Au regard des différents événements survenus à Libreville au cours de ce mois de juillet, l’Union européenne (UE) prend la parole pour appeler au calme et à la non-violence.

En effet, la représentante de la Mission d’observation électorale de l’Union européenne au Gabon, Mariya Gabriel a appelé jeudi à « tout faire » pour « éviter tout acte de violence ou toute forme de provocation », dans une atmosphère déjà ardue à l’approche du scrutin du 27 août prochain.

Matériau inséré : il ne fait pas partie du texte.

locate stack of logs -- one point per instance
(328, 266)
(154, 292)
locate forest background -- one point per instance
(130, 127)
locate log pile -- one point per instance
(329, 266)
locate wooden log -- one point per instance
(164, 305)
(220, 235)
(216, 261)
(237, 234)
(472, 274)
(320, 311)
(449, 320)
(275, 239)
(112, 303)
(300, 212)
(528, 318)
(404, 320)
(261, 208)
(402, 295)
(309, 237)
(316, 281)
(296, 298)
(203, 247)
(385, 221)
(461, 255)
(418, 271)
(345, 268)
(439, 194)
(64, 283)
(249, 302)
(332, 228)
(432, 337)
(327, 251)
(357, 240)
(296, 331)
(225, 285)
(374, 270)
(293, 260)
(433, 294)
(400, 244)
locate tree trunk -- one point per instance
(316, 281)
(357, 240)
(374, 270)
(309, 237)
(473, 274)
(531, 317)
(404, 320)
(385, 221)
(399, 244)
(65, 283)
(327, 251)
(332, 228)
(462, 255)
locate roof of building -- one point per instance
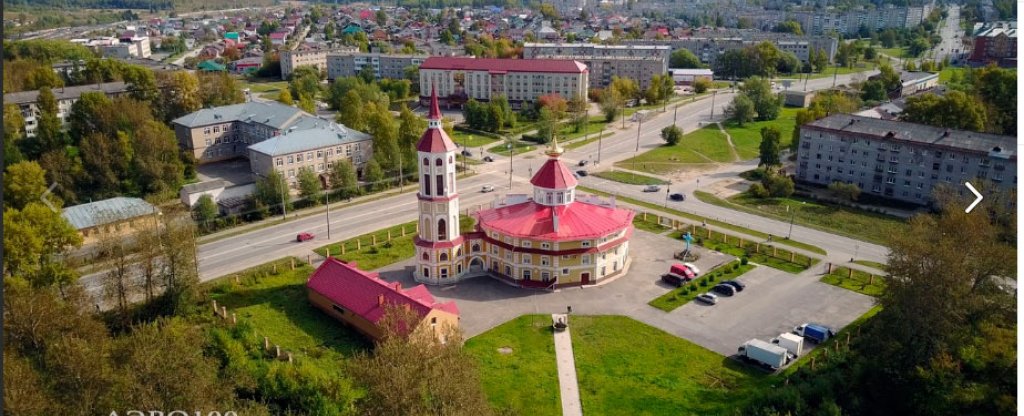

L’observatrice en chef a demandé aux autorités gabonaises ainsi qu’aux partis d’opposition « de tout faire afin d’éviter tout acte de violence ou toute forme de provocation », soulignant qu’il « en va de leur responsabilité commune », lors de la conférence de presse de lancement de cette mission européenne au Gabon.

« Les récents incidents qui ont donné lieu à des actes de violence sont inquiétants. La campagne électorale doit se faire dans un environnement apaisé ou les libertés fondamentales – la liberté d’expression, d’association et de rassemblement – sont pleinement respectées », a ajouté la députée européenne.

« Dans ce contexte, les forces de l’ordre se doivent aussi d’agir avec retenue », a-t-elle précisé. Quand on voit les violences dont les forces de l’ordre font usage lorsqu’il s’agit de l’opposition. On a encore souvenance du rassemblement mis en œuvre par certains candidats de l’opposition qui a été dispersé à coups de grenades lacrymogènes par les forces de police.

Toutefois, demande a été faite aux autorités gabonaises de « garantir la transparence du processus électoral à tous les niveaux, qui est la clé afin que tout le monde accepte les résultats finaux de l’élection ». Dans quelques jours, on assistera au déploiement de vingt-deux observateurs européens dans les neuf provinces du pays et plus d’une cinquantaine au total pendant le scrutin. Cette mission intervient « à l’invitation du gouvernement gabonais ».

Ces observateurs auront accès « à toutes les étapes le jour du scrutin », notamment l’ouverture des bureaux de vote, le vote lui-même, et le dépouillement des résultats, a précisé l’observatrice en chef. Ceci pour s’assurer du bon déroulement de la campagne électorale et de l’élection en elle-même.